Amanda is currently an Assistant Professor in the Department of Afro-American Studies and a Postdoctoral Scholar in Law at the University of Michigan, and a member of the Michigan Society of Fellows. She regularly provides assistance and training to community organizations, advocates, and government agencies working to promote successful re-entry, alternatives to incarceration, and economic equity. Amanda facilitated the Inside-Out Theory Group at Macomb Prison near Detroit for many years, and drove a successful effort to establish an Inside-Out Prison Exchange program at UM-Ann Arbor and local prisons. She is an adviser to the National Resource Center on Children and Families of the Incarcerated, has served on the national steering committee of Law for Black Lives, and is a board member of the James and Grace Lee Boggs Center to Nurture Community Leadership.

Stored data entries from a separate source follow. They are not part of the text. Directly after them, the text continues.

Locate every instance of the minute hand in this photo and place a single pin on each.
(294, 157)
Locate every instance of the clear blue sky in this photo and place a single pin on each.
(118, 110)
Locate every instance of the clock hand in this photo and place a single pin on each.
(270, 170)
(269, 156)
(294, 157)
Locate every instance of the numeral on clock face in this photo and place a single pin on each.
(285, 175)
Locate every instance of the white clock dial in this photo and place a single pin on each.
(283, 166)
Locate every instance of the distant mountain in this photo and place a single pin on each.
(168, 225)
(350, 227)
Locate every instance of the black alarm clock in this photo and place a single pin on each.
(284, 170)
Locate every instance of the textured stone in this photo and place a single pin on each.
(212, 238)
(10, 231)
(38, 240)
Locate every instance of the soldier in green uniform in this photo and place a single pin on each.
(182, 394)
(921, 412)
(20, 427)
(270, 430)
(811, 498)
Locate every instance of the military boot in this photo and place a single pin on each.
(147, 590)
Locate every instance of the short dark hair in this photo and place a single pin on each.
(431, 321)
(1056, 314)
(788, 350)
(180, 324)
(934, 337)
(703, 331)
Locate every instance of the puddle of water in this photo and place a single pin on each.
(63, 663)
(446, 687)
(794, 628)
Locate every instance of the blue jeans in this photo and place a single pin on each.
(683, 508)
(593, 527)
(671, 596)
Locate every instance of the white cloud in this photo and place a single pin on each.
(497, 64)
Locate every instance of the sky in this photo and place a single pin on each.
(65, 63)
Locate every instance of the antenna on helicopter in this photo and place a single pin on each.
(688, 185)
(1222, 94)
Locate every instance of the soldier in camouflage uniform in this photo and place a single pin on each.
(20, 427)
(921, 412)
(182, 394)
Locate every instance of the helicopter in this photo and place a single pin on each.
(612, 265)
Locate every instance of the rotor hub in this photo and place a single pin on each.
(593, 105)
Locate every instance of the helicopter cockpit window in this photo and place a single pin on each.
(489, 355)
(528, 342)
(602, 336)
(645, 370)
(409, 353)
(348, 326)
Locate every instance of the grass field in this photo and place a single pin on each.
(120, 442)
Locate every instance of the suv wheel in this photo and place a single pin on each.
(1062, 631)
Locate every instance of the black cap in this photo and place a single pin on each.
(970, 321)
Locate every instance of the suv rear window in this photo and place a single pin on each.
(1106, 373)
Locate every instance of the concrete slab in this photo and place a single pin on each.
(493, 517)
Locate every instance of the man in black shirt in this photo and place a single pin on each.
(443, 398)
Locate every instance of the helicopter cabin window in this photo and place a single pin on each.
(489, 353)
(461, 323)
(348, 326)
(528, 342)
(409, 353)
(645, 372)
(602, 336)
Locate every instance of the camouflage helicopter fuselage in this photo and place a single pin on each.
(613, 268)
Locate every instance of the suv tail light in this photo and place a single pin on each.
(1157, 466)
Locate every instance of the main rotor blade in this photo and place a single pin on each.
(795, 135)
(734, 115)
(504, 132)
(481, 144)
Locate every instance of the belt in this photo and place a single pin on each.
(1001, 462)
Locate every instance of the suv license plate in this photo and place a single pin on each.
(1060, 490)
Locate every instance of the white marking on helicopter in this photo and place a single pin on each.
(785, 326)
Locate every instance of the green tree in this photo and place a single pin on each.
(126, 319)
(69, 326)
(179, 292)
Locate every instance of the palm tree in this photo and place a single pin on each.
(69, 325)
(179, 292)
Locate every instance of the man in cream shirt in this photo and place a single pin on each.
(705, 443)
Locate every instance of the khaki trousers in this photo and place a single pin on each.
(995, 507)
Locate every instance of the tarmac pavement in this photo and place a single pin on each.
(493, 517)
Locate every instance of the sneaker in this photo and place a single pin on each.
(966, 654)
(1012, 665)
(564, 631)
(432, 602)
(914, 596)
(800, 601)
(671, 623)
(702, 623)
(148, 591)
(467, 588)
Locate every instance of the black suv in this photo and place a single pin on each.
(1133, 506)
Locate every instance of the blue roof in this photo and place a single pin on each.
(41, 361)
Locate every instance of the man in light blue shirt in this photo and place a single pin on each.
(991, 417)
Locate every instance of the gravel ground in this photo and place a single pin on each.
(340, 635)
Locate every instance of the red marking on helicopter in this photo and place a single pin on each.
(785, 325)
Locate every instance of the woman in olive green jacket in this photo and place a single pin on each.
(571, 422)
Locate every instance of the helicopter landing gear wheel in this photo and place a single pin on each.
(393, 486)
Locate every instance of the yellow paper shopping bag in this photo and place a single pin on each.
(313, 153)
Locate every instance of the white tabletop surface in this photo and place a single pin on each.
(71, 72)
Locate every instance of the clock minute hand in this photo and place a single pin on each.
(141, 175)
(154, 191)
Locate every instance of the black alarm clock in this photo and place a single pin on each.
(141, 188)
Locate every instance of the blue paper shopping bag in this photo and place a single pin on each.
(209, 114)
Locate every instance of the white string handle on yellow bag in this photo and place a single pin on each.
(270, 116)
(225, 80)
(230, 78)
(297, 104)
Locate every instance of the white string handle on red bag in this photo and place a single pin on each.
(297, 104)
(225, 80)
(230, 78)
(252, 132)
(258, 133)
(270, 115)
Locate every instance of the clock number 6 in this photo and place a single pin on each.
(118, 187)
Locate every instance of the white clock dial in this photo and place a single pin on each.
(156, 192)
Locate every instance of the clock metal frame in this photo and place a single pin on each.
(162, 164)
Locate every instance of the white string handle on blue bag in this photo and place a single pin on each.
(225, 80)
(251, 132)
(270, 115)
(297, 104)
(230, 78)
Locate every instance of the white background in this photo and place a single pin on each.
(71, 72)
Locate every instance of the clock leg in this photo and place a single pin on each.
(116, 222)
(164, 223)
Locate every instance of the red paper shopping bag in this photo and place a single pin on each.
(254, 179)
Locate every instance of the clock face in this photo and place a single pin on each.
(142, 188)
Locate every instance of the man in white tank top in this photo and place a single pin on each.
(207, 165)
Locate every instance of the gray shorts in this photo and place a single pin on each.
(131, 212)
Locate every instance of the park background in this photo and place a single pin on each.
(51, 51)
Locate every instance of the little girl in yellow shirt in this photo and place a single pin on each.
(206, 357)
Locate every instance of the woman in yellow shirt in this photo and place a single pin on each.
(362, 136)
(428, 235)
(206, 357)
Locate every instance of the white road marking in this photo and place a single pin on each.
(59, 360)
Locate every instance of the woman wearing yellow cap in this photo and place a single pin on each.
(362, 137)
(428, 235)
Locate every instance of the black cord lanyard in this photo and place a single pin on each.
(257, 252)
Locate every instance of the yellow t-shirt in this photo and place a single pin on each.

Amanda received her JD from Yale Law School, her PhD in international history from Columbia University, and her BA from Harvard College. Previously she has worked with the Detroit Center for Family Advocacy, the Bronx Defenders, the UN Special Rapporteur on the Right to Housing in Sao Paulo, Brazil, and the Centre for Civil Society in Durban, South Africa. As an Ella Baker Fellow at the Center for Constitutional Rights, she assisted with litigation challenging stop-and-frisk policing. As a Fulbright-Hays Scholar, Amanda conducted research on land, housing, and inclusive cities in South Africa. Her research has won the support of a Social Science Research Council Fellowship, Ford Foundation Doctoral Fellowship, and other fellowships and grants. Her writing has been published in The Global Mail, Michigan Journal of Race & Law, Harvard Journal of African-American Public Policy, Michigan Child Welfare Law Journal, Journal of Asian and African Studies, Review of African Political Economy, and other publications.